OBL was ‘hiding’ in a million dollar compound across the street from a police station in a city where three army regiments with thousands of soldiers are based 35 miles from the capital city
Bin Laden's luxury hideout raises questions
By NAHAL TOOSI and KATHY GANNON
Associated Press
ABBOTTABAD, Pakistan (AP) -- Osama bin Laden made his final stand in a small Pakistani city where three army regiments with thousands of soldiers are based not far from the capital - a location that is increasing suspicions in Washington that Islamabad may have been sheltering him.
The U.S. acted alone in Monday's helicopter raid, did not inform Pakistan until it was over and pointedly did not thank Pakistan at the end of a wildly successful operation. All this suggests more strain ahead in a relationship that was already suffering because of U.S. accusations that the Pakistanis are supporting Afghan militants and Pakistani anger over American drone attacks and spy activity.
Pakistani intelligence agencies are normally very sharp in sniffing out the presence of foreigners in small cities.
For years, Western intelligence had said bin Laden was most likely holed up in a cave along the Pakistan-Afghan border, a remote region of soaring mountains and thick forests where the Pakistan army has little presence.

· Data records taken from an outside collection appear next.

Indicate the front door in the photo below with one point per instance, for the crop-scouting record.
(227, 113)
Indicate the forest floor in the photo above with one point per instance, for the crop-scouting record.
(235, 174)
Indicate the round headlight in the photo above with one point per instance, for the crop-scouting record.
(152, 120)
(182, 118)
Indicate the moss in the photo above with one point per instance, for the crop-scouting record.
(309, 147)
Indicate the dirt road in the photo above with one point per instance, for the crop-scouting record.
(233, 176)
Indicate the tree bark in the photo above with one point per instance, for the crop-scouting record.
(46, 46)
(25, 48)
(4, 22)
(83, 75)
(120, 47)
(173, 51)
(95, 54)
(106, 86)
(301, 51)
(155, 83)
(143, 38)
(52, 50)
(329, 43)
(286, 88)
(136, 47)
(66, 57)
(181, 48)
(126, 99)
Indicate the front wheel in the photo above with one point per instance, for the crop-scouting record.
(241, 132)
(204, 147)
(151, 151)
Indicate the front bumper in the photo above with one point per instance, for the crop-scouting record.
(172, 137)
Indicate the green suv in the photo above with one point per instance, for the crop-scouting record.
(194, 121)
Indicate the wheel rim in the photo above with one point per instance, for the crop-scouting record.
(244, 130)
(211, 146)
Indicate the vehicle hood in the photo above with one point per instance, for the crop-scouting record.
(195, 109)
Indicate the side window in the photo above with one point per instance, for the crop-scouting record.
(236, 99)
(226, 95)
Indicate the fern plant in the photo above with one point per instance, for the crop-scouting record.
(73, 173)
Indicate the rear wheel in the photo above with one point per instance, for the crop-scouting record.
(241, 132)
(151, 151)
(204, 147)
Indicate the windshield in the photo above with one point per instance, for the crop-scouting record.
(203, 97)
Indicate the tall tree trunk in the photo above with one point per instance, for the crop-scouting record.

But the 10-year hunt for the world's most-wanted man ended in a whitewashed, three-story house in a middle-class area of Abbottabad, a leafy resort city of 400,000 people nestled in pine-forested hills less than 35 miles from the national capital, Islamabad.
Sen. Carl Levin, the chairman of the Senate Armed Services Committee, said bin Laden's location meant Pakistan had "a lot of explaining to do."
"I think this tells us once again that unfortunately Pakistan at times is playing a double game," said Sen. Susan Collins, R-Maine, a member of the Armed Services Committee.